Darren Hauck / Reuters
Editor’s Note: This article previously appeared in a different format as part of The Atlantic’s Notes section, retired in 2021.

As usual, the crew liveblogged Tuesday night’s GOP debate from Milwaukee, and you can read the whole thing here. David Graham’s concise takeaway:

Who won? Fox Business Network, for one; Marco Rubio for another. It was a wonky night, with a few truly fascinating exchanges between the candidates and a couple notable gaffes, including one from Ted Cruz.

His full post-debate analysis is here, which begins:

Improbably, the greatest moment so far in the Republican debates came during a wonky discussion of tax policy.

It came as the GOP candidates debated in Milwaukee Tuesday night. The magical exchange kicked off with a question to Ben Carson about his tax plan, which he’s said is based on Biblical tithing. Carson’s answer was revealing: He made clear he’d eliminate all tax credits, including the earned-income tax credit and the home-mortgage-interest deduction, a significantly regressive change. Then Rand Paul and Ted Cruz both got tough questions about their tax plans, which are projected to create enormous revenue shortfalls. When neither man explained how they’d fill that hole in the deficit, moderator Maria Bartiromo pushed them on it. (Not that they offered much of an answer.)

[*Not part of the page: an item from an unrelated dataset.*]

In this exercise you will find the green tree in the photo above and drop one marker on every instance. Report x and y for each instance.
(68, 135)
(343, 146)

Next, the moderators turned to Marco Rubio, asking him to defend his costly proposal for a child tax credit increase. Paul jumped in, asking Rubio how he could call himself a conservative when he would create a new entitlement and increase defense spending. Soon Cruz jumped in, agreeing with Rubio that defense spending was important. Then Carly Fiorina piped up, making a plea for zero-based budgeting.

It was a great moment—great as politics, and great as entertainment. The candidates were engaged in substantive debates about their respective ideas for the economy. The moderators sparked the conversation but mostly had the good sense to stay out things once the discussion had begun rolling. And the candidates were confronting each other directly—but on matters of policy, rather than picking on each other over picayune matters. If debates are intended to give voters a sense of the candidates’ positions and personalities, those few minutes were as good as it gets.